Moscow is reinforcing its military presence in the Mediterranean near Syria, Russian media reported Tuesday, as speculation grows that Damascus is planning a Russian-backed offensive on rebel-held Idlib province.
Moscow has accused rebels of planning to stage a chemical attack in the northwestern province that would "provoke" Western strikes on its ally Damascus.
Quoting anonymous sources, the Kommersant daily reported that Russia sent two warships and an additional anti-aircraft missile system to the Mediterranean in August.
Pro-Kremlin paper Izvestia said Russia currently has 10 warships and two submarines in Syrian waters, saying this amounted to Moscow’s biggest military presence there since it became involved in the conflict in 2015.
According to Izvestia, Russia plans to send "several more" warships to Syria.
Russia’s deputy foreign minister Sergei Ryabkov charged that the jihadist group Tahrir al-Sham "is close to committing a very serious provocation in Idlib using chemical weapons".
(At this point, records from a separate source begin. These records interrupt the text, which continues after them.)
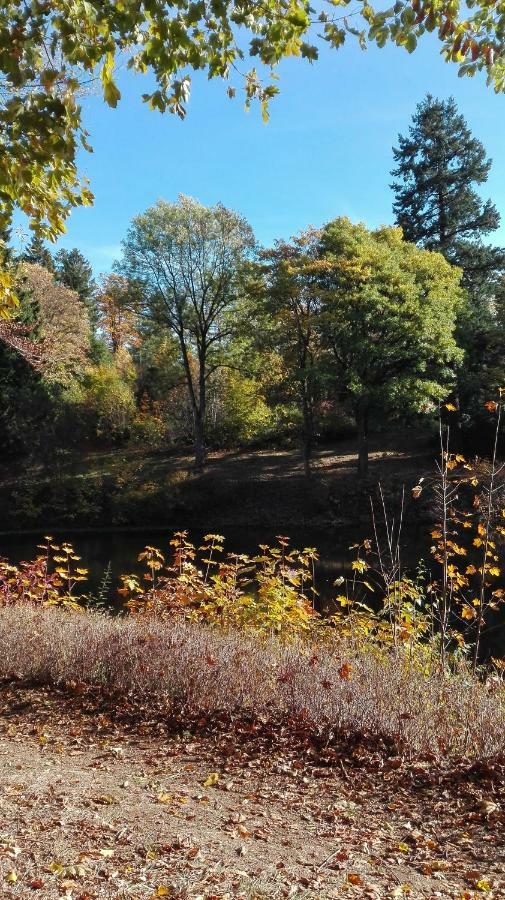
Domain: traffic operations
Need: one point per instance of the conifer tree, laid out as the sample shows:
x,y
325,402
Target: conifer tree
x,y
38,254
74,271
439,164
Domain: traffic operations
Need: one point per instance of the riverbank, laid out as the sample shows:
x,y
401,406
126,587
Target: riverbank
x,y
98,804
264,489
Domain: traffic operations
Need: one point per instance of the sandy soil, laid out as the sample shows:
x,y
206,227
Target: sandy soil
x,y
93,806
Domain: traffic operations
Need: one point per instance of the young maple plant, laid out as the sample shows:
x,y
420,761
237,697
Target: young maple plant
x,y
50,579
272,592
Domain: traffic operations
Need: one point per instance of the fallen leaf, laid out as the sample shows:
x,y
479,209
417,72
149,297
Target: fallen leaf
x,y
211,779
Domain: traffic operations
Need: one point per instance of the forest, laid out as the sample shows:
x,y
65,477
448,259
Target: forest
x,y
252,638
201,338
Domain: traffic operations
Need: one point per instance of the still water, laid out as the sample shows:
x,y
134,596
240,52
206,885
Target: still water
x,y
118,550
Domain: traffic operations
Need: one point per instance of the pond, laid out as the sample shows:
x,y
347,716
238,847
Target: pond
x,y
117,550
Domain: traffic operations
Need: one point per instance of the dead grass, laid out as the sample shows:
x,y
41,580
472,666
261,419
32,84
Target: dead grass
x,y
334,691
At the weekend, Russia repeatedly accused Syrian militants of planning the attack in the rebel-held province.
It also accused British secret services of being "actively involved" in the plot.
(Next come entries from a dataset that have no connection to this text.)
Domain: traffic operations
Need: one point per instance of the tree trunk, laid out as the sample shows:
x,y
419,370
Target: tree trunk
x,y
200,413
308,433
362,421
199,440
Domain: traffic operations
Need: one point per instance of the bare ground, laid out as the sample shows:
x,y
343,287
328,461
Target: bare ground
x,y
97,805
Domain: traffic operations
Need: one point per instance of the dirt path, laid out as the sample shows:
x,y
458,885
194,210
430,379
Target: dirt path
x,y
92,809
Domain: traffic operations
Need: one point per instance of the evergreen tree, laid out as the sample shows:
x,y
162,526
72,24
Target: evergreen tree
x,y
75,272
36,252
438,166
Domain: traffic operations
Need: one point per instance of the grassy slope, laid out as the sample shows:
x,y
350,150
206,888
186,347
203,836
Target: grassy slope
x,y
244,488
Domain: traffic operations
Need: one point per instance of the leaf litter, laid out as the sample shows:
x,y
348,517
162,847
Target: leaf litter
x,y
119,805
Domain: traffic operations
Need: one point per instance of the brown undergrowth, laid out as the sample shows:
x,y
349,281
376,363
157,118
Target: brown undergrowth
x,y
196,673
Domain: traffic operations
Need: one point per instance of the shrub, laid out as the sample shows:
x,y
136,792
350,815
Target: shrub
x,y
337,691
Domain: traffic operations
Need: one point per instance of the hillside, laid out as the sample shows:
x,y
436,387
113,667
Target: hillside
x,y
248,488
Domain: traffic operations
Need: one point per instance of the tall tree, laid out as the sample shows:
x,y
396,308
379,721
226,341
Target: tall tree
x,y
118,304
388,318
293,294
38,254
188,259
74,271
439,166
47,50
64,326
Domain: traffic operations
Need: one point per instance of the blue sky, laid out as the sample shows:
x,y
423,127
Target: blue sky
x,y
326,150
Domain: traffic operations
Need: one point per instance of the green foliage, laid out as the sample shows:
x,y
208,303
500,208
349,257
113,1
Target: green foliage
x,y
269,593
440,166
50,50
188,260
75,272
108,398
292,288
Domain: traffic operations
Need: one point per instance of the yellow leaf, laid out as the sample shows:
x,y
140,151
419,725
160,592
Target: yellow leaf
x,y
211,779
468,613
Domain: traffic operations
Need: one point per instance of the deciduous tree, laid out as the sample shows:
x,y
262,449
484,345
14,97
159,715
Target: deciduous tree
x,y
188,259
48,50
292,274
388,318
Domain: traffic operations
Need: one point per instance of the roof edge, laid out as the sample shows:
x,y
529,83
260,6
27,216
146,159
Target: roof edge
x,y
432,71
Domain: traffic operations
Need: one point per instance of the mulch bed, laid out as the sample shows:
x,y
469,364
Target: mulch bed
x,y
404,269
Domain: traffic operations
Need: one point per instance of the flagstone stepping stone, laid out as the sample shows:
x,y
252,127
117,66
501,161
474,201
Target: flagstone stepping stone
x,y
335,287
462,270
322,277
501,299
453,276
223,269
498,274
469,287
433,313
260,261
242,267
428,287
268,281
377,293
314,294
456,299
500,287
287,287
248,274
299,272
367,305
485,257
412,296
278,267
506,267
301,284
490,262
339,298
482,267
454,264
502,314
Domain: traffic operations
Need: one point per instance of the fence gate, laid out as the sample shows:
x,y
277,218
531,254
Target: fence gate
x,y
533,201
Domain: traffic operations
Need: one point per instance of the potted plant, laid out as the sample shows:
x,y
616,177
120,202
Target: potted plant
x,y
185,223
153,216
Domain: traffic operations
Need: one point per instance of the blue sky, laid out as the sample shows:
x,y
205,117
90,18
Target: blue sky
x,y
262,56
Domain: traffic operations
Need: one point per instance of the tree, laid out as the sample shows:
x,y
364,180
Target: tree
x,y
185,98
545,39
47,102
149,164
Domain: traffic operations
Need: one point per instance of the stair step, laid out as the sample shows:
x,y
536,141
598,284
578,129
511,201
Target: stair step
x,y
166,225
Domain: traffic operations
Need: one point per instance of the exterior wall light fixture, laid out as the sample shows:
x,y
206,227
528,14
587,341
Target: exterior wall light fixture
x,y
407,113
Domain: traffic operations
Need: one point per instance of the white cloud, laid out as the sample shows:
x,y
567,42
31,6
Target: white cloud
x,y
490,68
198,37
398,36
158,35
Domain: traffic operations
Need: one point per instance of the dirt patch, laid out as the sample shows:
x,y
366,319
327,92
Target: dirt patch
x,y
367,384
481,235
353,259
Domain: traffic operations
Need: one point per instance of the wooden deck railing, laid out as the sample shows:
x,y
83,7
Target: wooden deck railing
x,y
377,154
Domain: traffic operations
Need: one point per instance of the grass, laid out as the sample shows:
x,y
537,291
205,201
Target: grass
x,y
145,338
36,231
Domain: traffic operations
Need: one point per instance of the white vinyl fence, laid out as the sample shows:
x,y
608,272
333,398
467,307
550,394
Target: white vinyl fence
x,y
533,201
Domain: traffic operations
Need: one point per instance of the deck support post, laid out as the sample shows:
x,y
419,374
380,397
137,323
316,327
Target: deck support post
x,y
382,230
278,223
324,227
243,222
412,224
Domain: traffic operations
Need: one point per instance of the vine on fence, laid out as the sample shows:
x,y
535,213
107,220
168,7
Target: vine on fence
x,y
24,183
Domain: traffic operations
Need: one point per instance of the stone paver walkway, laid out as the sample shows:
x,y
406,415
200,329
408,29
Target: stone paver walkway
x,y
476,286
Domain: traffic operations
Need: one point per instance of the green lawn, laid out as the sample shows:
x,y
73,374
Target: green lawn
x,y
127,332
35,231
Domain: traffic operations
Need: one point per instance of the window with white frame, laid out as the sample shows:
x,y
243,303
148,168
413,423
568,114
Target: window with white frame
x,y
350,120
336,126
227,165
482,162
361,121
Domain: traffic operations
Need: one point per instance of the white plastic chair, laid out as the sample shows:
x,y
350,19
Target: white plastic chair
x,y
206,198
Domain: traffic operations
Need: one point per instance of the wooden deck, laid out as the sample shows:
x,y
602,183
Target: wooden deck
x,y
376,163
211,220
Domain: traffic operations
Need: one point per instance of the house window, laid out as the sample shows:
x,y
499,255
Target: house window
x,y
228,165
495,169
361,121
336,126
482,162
Moscow’s accusations came after US President Donald Trump’s national security adviser John Bolton said Washington will respond "very strongly" if Syrian regime forces used chemical weapons to retake Idlib.
In April, the US, France and Britain launched joint missile strikes on Syrian targets in response to an alleged chemical weapons attack in the town of Douma that left scores of people dead.
Russian stuck by its ally Syria and angrily insisted the Douma attack was staged by the White Helmets volunteer rescue service.
Russia, a long-time ally of Syria, launched a military intervention in 2015 to support the embattled regime of President Bashar al-Assad, a move that changed the course of the war.
Damascus still holds the southeastern tip of Idlib, a strategically important province adjacent to Latakia on the Mediterranean coast that is home to Assad’s clan.
More than 350,000 people have been killed and millions displaced since Syria’s war started in 2011 with the brutal repression of anti-government protests.